As many Israeli politicians did elsewhere, Barak appeared at the fund-raiser and spoke about his views to a small gathering of Hollywood producers and elite political activists, Israelis and Americans. Checkbooks would be drawn, and money would flow toward Israel.
"For a Special Evening Honoring Ehud Barak, Chairman, Israel Labor Party," the invitation enticed. "Make checks payable to The Shefa Fund."
Ultimately the money was used, among other things, to fly Barak's expatriate Israeli supporters to Israel to vote. And so the Saban fund-raiser became one more piece in a gigantic puzzle that illustrates how Americans influence Israeli elections--not by breaking laws but by working within a vast gray area that has sparked new controversy here and abroad.
Barak's appearance at the Saban event also raises questions about his personal role in fund-raising, which he has sought to minimize after an Israeli government investigation into improper campaign financing.
American Jews have been contributing uncounted millions of dollars to Israeli election campaigns for years, sometimes directly, sometimes indirectly through charities, but often in contravention of the spirit, if not the letter, of Israeli law.
The practice is coming under new scrutiny after the government inquiry turned up widespread abuse of campaign funding laws by Barak's One Israel/Labor Party coalition, which scored a landslide victory in last year's national election. The Likud Party of former Prime Minister Benjamin Netanyahu was also targeted, among others.
The scandal dealt a major blow to Barak's credibility and clean-government image, just as he attempts to handle delicate peace negotiations with Arab leaders. And it has sent jitters through the American Jewish community, for which giving to Israel can be a moral, religious and sometimes political obligation.
The vast majority of donations go to legitimate charity or developmental work. At issue in the Israeli investigation is money that goes into election politics--and the questions that raises about the propriety of U.S. citizens bankrolling a foreign nation's election campaigns.
"The possibilities of abuse are almost unlimited," said Abraham Foxman, national U.S. director of the Anti-Defamation League and an outspoken critic of the donation practice. "What is at stake is the sovereignty of the Israeli voting public."
"I can think of nothing more corrosive to Israeli democracy than the buying of votes" by non-Israelis, said David Clayman, the American Jewish Congress' director in Israel.
Under a 1994 law, Israeli political parties and candidates can accept donations only from Israeli citizens who are eligible to vote in Israeli elections; donations from foreigners are strictly prohibited. In some cases, the donations may also have broken U.S. laws, because tax-deductible gifts may not be used for political work.

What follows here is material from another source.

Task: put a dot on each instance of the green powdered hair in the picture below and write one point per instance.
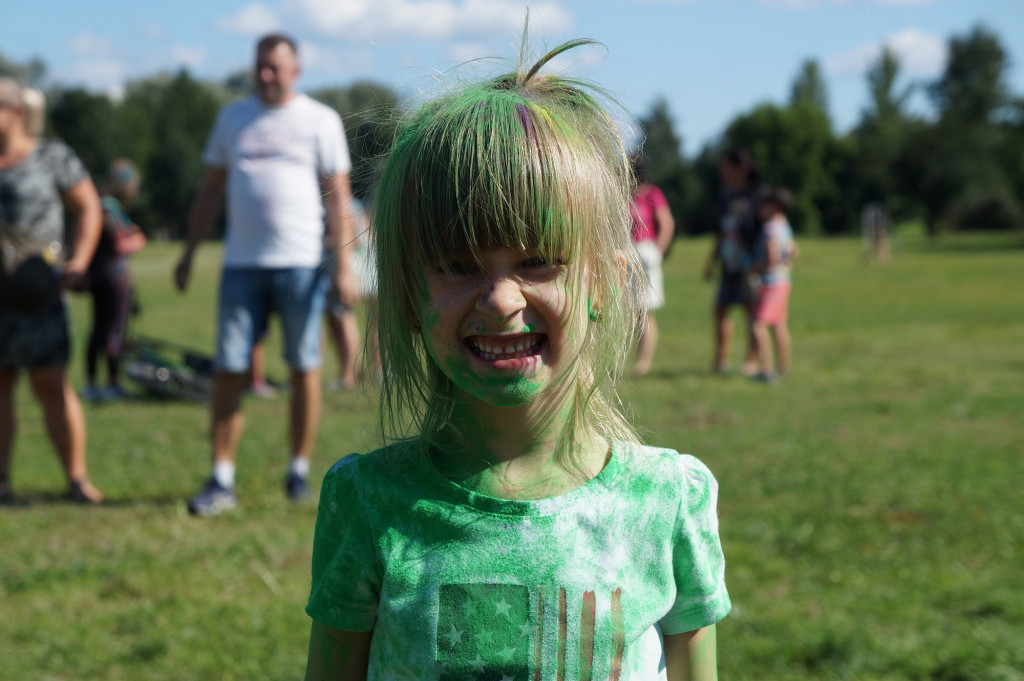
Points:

And yet, through the years, and especially in two elections since 1996, money from U.S. donors has poured into campaigns or into nonprofit organizations that indirectly or directly supported a candidate or political party. No one tracks it carefully, but political scientists estimate the amount at $10 million to $15 million in a single election year--a lot for a small country like Israel.
In a damning report released last month, Israel's state comptroller determined that huge sums of money--some of it from foreign donors--were funneled through sham nonprofit foundations to bankroll Barak's election victory. His coalition was fined $3.2 million, and a criminal investigation is underway.
Barak initially denied wrongdoing and said he was not involved in fund-raising. He adjusted his denial later, saying that any mistakes that occurred were made without criminal intent.
Undisputed is that Barak attended fund-raisers held in the United States, including the one given by Saban on March 25. Neither Saban nor the Shefa Fund, a Philadelphia-based nonprofit, tax-exempt foundation, are cited in the Israeli comptroller's report. And there is no indication that they are under investigation or that the donations collected for Shefa were illegal. Barak's campaign, however, did benefit.
Saban, who is chairman and chief executive of Fox Kids Worldwide, a television company he co-owns with Rupert Murdoch's media conglomerate News Corp., made his mark--and personal fortune--as a producer of such hits as "Teenage Mutant Ninja Turtles" and "Mighty Morphin Power Rangers." And he is one of California's most prolific campaign contributors, a well-known patron of such Democrats as President Clinton, Gov. Gray Davis and, most recently, Senate hopeful Hillary Rodham Clinton.